Besides the candidate protein-ligand binding site identification itself, binding site ranking is also a very important tissue. For instance, since there are often several presumed binding sites that can be detected on a protein surface, in order to select the more relevant ones, it is necessary to derive an approach to characterize and rank them. It is often said that the largest pocket tends to frequently correspond to the observed ligand binding site [25]. Based on this assumption, a most number of prediction methods rank the candidate sites by pocket size. On the other hand, different studies have tried to solve this ranking problem from other perspectives [14, 26, 27]. Among them, evolutionary information such as sequence conservation has been shown to be successful for re-ranking the binding sites [14]. Therefore, in our study, the candidate binding sites are ranked according to the conservation score of all residues in the same cluster.

Test dataset

In this study, a regularly used dataset [14] is chosen as the standard test data, which consists of 210 non-duplicated protein-ligand complexes derived from the Protein Ligand Database (PLD) [28]. A rough statistics on the protein dataset classification has been shown in Figure 2. Furthermore, in order to assess the binding site prediction performance of our method, the identified sites are needed to be compared to the real binding sites.
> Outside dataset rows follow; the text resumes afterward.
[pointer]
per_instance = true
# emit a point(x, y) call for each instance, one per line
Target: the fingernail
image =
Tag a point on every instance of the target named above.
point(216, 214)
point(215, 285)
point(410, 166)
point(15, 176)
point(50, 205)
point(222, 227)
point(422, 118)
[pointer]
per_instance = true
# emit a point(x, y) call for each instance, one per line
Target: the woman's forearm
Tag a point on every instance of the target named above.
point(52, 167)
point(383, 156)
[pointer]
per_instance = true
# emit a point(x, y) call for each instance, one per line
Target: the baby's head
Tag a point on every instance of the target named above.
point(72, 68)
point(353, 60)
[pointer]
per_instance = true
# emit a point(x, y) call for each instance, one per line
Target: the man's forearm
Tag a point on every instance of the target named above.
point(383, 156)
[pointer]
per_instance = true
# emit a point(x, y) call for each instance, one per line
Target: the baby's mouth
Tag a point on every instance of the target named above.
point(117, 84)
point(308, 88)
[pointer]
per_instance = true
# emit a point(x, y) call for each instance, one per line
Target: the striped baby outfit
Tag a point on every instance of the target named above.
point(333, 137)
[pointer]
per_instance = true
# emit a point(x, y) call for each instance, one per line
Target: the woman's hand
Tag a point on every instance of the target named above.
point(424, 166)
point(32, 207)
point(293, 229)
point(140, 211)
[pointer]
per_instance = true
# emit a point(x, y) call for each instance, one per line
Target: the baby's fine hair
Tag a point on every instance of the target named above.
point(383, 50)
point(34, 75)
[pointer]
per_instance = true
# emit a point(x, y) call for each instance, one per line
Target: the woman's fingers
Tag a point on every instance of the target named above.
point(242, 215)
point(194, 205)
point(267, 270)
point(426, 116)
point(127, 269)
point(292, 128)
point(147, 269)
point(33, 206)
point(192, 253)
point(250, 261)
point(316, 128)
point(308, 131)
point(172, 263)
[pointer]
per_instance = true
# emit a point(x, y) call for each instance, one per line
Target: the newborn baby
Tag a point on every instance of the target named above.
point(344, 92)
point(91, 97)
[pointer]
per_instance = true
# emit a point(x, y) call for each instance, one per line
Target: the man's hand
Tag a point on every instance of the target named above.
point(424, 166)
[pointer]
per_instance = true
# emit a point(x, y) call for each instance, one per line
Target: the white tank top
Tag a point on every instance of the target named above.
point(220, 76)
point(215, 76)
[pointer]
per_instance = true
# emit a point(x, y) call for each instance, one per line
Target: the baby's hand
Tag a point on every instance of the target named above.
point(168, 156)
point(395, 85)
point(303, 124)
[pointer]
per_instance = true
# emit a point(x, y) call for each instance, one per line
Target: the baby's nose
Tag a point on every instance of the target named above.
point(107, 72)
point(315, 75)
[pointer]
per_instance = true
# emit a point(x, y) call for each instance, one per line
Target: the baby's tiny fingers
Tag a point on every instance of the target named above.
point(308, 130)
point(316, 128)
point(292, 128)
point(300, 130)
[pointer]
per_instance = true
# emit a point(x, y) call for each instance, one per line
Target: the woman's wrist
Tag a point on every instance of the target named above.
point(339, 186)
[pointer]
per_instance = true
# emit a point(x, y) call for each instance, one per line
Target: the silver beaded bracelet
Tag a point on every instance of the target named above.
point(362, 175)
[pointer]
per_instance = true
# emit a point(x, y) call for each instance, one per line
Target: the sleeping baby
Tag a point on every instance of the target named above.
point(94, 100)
For the 210 bound proteins, the ligands are taken away when making predictions and then put back when performing evaluation. The PocketPicker criterion (PPc) [6] is adopted as the prediction criterion in this study. It defines the prediction to be a hit if the geometric center of the presumed binding site is within 4Å from any atom of the ligand.

Figure 2
figure 2

Distribution of the protein dataset by molecular function. This is a rough statistics on the protein dataset classification.

Results and discussion

Our algorithm is tested on 210 protein-ligand complexes. The presumed protein-ligand binding sites are ranked by conservation score. A successful prediction example [PDB: 6RNT] [29] visualized with Jmol [30] is presented in Figure 3. In order to check the contribution of sequence conservation as well as the feasibility of our method, three purely geometry based methods i.e. PocketPicker, SURFNET, and PASS with their own ranking methods are also tested for comparison [6, 24]. The accuracy of the first one (TOP 1) and first three (TOP 3) in the prediction ranking lists have been calculated. It is indicated from Table 1 that our method obtained a 59% success rate for the top one prediction which means almost 124 of the 210 proteins are correctly predicted. The top one result is much higher than that of SURFNET and PASS. Although the top three success rate seems to be a little bit worse than PASS, our method still performs better than others. On the whole, the success rate in our study is comparable to that of PocketPicker which is one of the most popular prediction tools presented in 2007 while our method with the quick-reading operating process and grid-presentation independent.

Figure 3
figure 3

One case study of our method. PDB ID: 6RNT. (Red points: water molecule; Light blue: the whole protein; Golden: ligand molecular; Aquamarine : binding site’s center and Purple: predicted binding site constituted by amino acids.)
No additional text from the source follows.